Kongkalikong Kasus Joki Napi

Written By Juhernaidi on Rabu, 05 Januari 2011 | 6:01:00 PM

Menko Polhukam Djoko Suyanto mengakui adanya keterlibatan aparat penegak hukum dalam kasus napi bayaran di Bojonegoro, Jawa Timur. Dia pun telah meminta agar dilakukan pengusutan hingga tuntas.

"Ini ada kongkalingkong, mana mungkin di tengah jalan orangnya berubah begitu saja," terang Djoko di Jakarta, Selasa (4/1).

Dia menjelaskan, tim dari Kemnekum HAM dan Kejaksaan Agung terus bekerja untuk mengungkap kasus ini. "Kita tunggu nanti hasilnya apa," katanya.

Terbongkarnya kasus ini berawal dari kecurigaan petugas Lapas Bojonegoro yang sebelumnya sempat mengetahui wajah terdakwa Kasiem. Setelah ditelusuri, ternyata benar bahwa yang dijebloskan ke dalam sel tahanan adalah orang yang salah. Karni sendiri, telah mengakui bahwa dirinya mendapat imbalan uang dari Kasiem untuk menggantikannya menerima hukuman di dalam penjara.

Dalam kasus ini, Kasiem mestinya menjalani hukuman atas putusan Kasasi untuk 2 perkara sekaligus. Yakni Kasasi nomor 2726K dan 2712K yang semuanya menguatkan putusan PN Bojonegoro dan PT yang telah menjatuhkan vonis 3 bulan 15 hari terkait kasus penyelewengan pupuk bersubsidi.

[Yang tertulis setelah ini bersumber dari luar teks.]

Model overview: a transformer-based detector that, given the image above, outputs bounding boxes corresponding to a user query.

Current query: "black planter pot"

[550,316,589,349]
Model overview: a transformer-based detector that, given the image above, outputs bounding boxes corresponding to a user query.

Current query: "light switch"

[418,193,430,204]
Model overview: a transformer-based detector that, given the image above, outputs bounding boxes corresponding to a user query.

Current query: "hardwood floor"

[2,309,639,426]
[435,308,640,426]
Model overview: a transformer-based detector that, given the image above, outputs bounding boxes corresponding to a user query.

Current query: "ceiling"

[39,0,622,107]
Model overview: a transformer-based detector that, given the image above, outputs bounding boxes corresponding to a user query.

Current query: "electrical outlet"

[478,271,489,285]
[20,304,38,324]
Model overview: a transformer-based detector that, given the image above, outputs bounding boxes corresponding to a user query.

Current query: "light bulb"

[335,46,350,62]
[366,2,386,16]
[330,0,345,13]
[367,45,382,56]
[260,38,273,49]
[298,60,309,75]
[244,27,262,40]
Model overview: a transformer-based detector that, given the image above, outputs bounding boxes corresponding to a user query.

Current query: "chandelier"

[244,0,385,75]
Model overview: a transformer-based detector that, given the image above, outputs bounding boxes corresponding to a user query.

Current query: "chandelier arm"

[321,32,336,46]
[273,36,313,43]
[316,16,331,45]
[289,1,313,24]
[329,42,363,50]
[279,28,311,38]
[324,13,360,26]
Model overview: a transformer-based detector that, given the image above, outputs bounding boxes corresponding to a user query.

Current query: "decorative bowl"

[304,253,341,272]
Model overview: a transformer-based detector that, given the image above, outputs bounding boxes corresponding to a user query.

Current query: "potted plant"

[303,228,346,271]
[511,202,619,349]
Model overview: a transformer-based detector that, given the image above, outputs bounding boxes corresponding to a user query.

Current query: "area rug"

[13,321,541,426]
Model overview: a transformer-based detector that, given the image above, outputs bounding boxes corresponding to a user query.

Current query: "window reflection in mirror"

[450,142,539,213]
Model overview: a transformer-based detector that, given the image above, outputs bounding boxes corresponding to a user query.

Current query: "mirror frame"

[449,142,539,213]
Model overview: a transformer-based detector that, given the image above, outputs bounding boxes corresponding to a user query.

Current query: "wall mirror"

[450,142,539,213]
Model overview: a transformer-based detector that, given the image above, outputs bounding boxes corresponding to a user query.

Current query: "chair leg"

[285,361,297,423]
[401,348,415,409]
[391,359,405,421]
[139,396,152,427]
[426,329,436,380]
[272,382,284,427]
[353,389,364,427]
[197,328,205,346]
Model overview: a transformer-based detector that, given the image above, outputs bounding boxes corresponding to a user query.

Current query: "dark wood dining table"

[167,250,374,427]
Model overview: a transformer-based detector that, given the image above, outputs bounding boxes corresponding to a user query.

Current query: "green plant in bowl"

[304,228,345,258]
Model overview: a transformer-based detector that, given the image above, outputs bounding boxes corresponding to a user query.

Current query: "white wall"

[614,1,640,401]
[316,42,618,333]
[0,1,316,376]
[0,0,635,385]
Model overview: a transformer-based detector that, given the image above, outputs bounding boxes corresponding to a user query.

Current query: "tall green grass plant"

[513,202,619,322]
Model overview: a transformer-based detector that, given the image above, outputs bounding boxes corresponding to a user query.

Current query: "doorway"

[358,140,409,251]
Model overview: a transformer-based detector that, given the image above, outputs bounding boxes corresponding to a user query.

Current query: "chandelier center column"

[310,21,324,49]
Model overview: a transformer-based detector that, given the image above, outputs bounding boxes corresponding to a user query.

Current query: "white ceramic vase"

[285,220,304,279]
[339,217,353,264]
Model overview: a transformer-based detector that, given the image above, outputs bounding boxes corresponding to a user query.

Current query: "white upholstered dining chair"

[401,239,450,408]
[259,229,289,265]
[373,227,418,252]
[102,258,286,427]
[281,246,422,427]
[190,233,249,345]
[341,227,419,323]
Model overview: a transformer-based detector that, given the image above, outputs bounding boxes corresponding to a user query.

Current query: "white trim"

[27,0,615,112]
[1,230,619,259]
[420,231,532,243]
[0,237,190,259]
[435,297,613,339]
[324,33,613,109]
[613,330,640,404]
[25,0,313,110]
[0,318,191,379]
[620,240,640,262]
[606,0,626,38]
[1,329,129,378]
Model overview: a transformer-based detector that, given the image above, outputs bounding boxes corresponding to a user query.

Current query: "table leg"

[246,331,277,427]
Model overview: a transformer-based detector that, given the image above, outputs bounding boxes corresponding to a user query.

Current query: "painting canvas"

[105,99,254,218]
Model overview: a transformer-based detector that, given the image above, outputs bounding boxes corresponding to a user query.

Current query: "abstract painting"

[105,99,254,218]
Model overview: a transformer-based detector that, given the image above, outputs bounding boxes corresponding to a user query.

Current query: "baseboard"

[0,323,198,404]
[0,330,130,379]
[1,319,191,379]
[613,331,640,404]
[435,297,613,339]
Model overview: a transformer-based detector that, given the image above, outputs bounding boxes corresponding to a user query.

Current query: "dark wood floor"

Secara terpisah, Jaksa Agung Muda Pengawasan, Marwan Effendy mengakui adanya unsur kesengajaan dalam kasus penukaran narapidana di Lapas Bojonegoro, Jawa Timur. Jaksa maupun pegawai Kejaksaan yang terbukti terlibat terancam dikenai sanksi.

"Tidak hanya kelalaian tapi juga ada kesengajaan, dan hukuman disiplin akan kita jatuhkan. Tentunya yang terberat dari PP 53 (tentang Disiplin Pegawai Negeri Sipil)," tegas Marwan.

Sanksi berat juga akan dijatuhkan kepada Kepala Kejaksaan Negeri (Kajari) Bojonegoro, Wahyudi. Sebagai Kajari, seharusnya Wahyudi bisa menjalankan pengawasan melekat (waskat) terhadap anak buahnya dalam hal ini Kasi Pidsus Hendro Sasmito, staf TU Widodo Priyono dan jaksa penuntut Tri Mawarni.

"Iya, saya sudah usulkan juga, Kajari juga harus ditarik itu dari sana. Ya artinya dia tidak menjalankan waskatnya dengan baik. Dia jangan koar-koar saja," ujarnya.

Dia melihat pelanggaran disiplin oleh jaksa dalam kasus ini termasuk pelanggaran berat."Ini kalau tidak ditindak akan menjadi preseden buruk masa akan datang. Jadi Kajari-Kajari lain nanti juga akan seperti itu, asal-asalan. Ya istilahnya lalai juga, dia seenaknya saja dalam pembinaan anak buahnya. Jadi sama halnya dengan kasus-kasus lain-lain, kalau mereka ada yang terlibat, atasannya harus tanggung jawab," ucapnya.

Marwan mengatakan, dirinya telah menegur Kepala Kejaksaan Tinggi Jawa Timur (Kajati Jatim) agar para jaksa yang terlibat jangan diberikan hukuman ringan. Dia meminta agar Kajati mengusulkan hukuman berat terhadap mereka.

Namun demikian, Marwan belum mau menyebut bentuk hukuman yang akan dijatuhkan ke para jaksa. Marwan menuturkan, sesuai dengan PP 53 tahun 2010 pihak Kejaksaan tidak boleh mengumumkan terlebih dahulu sebelum jaksa yang akan dijatuhi sanksi mengajukan keberatan.

"Tapi kita sudah bisa merabalah. Yah, pokoknya dari mutasi sampai pencopotan," tandasnya.

Habiskan Rp 22 Juta

Kasiyem (55) yang dihubungi wartawan mengaku mengeluarkan uang Rp 22 juta agar dirinya tidak masuk penjara di Lembaga Pemasyarakatan (LP) kelas IIA Bojonegoro.

Ia mengaku uang tersebut diserahkan kepada penasehat hukumnya sebelum dieksekusi tanggal 27 Desember 2010. "Saya minta tidak masuk penjara itu saja," katanya di LP Bojonegoro, kemarin.

Kasiyem tidak menyangka cara yang digunakan penasehat hukumnya agar dirinya tidak mendekam di penjara dengan menerapkan joki napi. "Tidak punya niat untuk ditukar dengan orang," ujarnya.

Warga Desa Kalianyar, Kecamatan Kapas itu belum pernah mendekam di LP Bojonegoro karena digantikan oleh Karni. Sebagai joki napi, Karni diduga mendapatkan uang Rp 10 juta.

Kejadian terjadi karena petugas LP tidak cermat dalam melakukan regristasi napi yang masuk. Data mengenai Kasiyem yang dibawa ke lapas, tidak dilengkapi dengan foto.